Sunday, November 15, 2009


(Author’s note: Rogue Males: Conversations & Confrontations About the Writing Life, is my second collection of author interviews. This one includes James Ellroy, Pete Dexter, Daniel Woodrell, Elmore Leonard and the late, great James Crumley. Rogue Males also features an account of a trip to the desert to interview crime fiction greats Ken Bruen and James Sallis about the craft of writing. During the next few weeks, I’ll be sharing a little background about each writer featured in Rogue Males.)

Setting aside the wonderful and sublime Lew Griffin series, for me, there are precisely three great private eye novels.

I’ve never really cared for — or bought into — the whole licensed private eye thing. Probably my favorite non-print spin on the concept was The Rockford Files, which did such a sly and devastating job of mocking the P.I. tropes and clichés.

That said, there are those three special novels:

Hammett’s The Maltese Falcon is undeniable, particularly as it got the whole dubious ball rolling. Second, there’s Chandler’s The Long Goodbye, which nearly makes up for all the damage old Ray did in terms of inspiring far too many writers to the notion they could and should perpetrate their own series of simile-laden, private eye series populated by “tarnished knights” and “mean streets”…Marlowe knock-offs who seem to favor surnames lifted from English poets too dead to sue for damages.
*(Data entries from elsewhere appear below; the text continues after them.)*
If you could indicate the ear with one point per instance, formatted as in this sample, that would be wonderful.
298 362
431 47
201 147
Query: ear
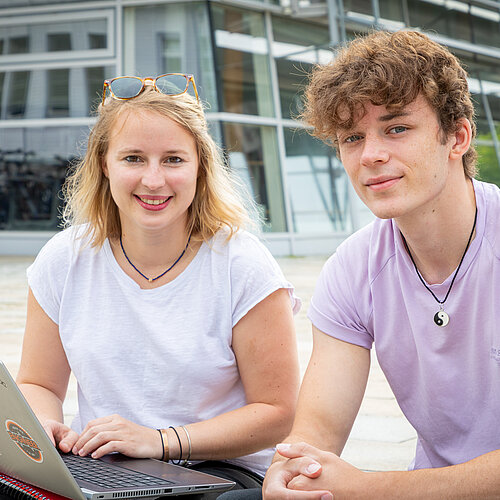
104 168
461 139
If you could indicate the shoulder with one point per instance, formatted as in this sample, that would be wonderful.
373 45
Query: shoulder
60 251
488 201
366 252
243 248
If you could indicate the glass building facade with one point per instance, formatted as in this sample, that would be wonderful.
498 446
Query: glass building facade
250 59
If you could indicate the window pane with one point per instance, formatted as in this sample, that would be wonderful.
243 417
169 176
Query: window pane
55 36
486 26
392 10
447 18
296 47
18 90
17 44
242 61
173 38
253 156
58 93
33 165
58 41
317 185
358 6
71 92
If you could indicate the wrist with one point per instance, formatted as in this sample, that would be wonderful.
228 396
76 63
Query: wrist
165 450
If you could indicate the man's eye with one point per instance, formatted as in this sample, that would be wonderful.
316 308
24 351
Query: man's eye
398 130
132 159
352 138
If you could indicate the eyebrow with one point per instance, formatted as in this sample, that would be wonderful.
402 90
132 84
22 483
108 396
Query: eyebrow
140 151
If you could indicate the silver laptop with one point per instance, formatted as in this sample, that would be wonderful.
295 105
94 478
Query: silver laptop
27 453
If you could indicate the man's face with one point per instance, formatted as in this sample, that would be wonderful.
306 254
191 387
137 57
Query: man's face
397 162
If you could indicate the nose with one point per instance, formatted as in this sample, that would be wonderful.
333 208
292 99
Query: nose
153 177
374 151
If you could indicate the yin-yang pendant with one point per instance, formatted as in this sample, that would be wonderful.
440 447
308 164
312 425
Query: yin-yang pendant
441 318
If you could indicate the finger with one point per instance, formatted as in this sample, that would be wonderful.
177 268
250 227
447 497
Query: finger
90 433
49 431
109 447
302 482
96 442
304 465
67 441
296 450
288 494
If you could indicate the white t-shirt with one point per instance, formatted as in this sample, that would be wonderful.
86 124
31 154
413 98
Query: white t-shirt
157 357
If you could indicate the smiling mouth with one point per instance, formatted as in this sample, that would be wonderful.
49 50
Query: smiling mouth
381 184
149 201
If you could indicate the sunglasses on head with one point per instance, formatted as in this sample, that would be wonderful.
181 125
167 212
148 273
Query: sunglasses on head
128 87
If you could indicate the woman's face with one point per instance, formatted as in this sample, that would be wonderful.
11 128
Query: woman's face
152 167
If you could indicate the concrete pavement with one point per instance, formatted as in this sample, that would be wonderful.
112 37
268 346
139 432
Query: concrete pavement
381 438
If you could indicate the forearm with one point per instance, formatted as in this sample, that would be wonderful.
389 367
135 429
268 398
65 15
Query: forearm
239 432
44 403
476 479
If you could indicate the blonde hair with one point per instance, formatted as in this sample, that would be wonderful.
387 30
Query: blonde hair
218 201
389 69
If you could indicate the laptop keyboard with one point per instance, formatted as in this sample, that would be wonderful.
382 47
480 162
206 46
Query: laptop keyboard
107 476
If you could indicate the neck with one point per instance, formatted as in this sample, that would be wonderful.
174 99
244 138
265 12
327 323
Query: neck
151 252
438 237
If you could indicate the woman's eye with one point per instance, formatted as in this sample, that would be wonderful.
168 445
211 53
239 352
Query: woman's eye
398 130
132 159
174 159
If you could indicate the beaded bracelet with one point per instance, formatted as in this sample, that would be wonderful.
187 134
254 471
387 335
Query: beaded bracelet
180 446
162 445
184 463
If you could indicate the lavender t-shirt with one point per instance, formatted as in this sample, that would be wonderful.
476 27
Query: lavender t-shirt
445 379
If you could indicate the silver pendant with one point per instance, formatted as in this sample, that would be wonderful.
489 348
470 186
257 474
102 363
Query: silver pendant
441 318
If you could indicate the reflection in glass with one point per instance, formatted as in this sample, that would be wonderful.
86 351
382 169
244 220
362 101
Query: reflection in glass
172 38
253 156
242 64
33 165
317 185
296 47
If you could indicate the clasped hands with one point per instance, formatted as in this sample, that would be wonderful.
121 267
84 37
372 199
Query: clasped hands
310 474
105 435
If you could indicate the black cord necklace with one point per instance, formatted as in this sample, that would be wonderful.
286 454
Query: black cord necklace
441 318
164 272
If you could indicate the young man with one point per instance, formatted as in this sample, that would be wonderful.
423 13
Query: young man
421 283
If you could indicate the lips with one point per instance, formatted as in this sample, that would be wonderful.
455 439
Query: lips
154 203
380 183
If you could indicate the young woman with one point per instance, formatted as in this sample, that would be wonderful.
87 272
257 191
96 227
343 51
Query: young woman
176 322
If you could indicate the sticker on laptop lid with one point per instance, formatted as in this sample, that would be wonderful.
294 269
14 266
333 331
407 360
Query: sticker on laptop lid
24 441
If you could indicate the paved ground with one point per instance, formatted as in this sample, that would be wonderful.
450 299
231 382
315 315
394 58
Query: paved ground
381 438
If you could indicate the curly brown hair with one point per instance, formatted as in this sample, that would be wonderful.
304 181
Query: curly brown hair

And then there is James Crumley’s The Last Good Kiss — the last great private eye novel. Crumley drove the P.I. novel home, parked it, then broke the key off in the ignition switch. The world didn’t really require another private eye after J.C. put his idiosyncratic spin on the sub-genre.
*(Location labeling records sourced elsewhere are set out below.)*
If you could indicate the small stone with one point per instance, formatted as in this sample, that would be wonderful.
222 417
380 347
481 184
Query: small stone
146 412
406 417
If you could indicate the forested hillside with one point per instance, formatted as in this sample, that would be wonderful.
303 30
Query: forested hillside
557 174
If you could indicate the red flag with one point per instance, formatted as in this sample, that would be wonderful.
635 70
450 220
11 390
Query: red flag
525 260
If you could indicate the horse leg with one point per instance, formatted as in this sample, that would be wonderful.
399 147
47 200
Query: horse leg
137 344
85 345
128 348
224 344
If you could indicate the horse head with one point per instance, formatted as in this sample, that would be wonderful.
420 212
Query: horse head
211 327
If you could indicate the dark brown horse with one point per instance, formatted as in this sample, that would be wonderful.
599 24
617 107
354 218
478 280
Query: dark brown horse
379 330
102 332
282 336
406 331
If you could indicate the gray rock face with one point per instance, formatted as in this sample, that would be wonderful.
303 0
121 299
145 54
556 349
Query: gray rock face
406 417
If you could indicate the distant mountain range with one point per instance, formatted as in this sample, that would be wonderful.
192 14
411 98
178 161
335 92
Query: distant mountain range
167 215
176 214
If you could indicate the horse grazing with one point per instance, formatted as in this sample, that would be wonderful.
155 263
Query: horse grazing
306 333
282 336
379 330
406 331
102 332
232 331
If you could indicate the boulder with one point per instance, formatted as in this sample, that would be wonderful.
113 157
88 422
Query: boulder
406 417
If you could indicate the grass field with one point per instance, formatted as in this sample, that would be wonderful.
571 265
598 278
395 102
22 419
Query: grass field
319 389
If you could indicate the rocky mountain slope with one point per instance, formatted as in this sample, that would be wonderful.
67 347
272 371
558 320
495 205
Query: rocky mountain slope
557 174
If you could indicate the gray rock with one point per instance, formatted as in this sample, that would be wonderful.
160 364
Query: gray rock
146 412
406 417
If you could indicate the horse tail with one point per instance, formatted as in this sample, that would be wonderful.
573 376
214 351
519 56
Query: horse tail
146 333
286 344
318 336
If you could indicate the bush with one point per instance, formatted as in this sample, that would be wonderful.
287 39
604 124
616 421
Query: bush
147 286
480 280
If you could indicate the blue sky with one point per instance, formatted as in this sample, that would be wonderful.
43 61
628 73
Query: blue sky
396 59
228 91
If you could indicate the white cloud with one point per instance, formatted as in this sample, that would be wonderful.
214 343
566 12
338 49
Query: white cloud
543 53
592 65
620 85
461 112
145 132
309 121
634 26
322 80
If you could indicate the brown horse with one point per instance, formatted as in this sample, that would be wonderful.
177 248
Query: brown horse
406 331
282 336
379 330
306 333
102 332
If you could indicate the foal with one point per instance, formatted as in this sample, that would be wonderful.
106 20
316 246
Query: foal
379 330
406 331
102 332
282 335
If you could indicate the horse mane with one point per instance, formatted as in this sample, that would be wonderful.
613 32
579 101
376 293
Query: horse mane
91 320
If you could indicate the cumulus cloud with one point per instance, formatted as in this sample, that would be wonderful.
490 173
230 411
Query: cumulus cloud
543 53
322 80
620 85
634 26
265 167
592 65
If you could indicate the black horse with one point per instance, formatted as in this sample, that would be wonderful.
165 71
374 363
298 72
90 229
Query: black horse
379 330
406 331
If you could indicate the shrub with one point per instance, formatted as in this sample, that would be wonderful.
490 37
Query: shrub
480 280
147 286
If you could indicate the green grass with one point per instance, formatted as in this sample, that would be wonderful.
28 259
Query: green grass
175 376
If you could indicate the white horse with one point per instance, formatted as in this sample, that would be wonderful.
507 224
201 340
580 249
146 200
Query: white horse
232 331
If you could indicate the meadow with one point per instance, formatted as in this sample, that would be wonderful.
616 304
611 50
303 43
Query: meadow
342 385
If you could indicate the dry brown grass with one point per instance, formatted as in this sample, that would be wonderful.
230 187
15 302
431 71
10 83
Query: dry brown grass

The opening paragraph of Kiss is justly famous and was widely quoted when James passed away on Sept. 17, 2008:

“When I finally caught up with Abraham Trahearne, he was drinking beer with an alcoholic bulldog named Fireball Roberts in a ramshackle joint just outside of Sonora, California, drinking the heart right out of a fine spring afternoon.”

Many have made the case The Last Good Kiss is Crumley’s spin on The Long Goodbye; you can make an equally strong argument that Crumley’s The Wrong Case is his take on Chandler’s The Little Sister.

But Crumley’s world, and his way with words, is distinctly his own.

My interview with James Crumley was one of the last he gave. He was just coming off a health scare and enjoying the release of The Right Madness.

If you don’t know Crumley, learn a little more in this profile. Check out Eddie Muller’s tribute to JC — probably the best of the pieces written upon James’ passing.

Then pour yourself a few fingers of bourbon. Crank up Steve Earle’s “Copper Head Road” — a Crumley favorite. Settle in with The Last Good Kiss.

James Crumley interview excerpt: “I've been working on it off and on since, jeez, since I finished my first novel…’69? 1968? Somewhere in there. It’s a Texas novel. It’s very difficult for me to write about Texas. I have had numerous attempts. That was the second time I’d burned all the pages…not all the pages…not 800 pages in a line, but it was a lot of work. The unfortunate thing is I remember every goddamn word. I hate that.”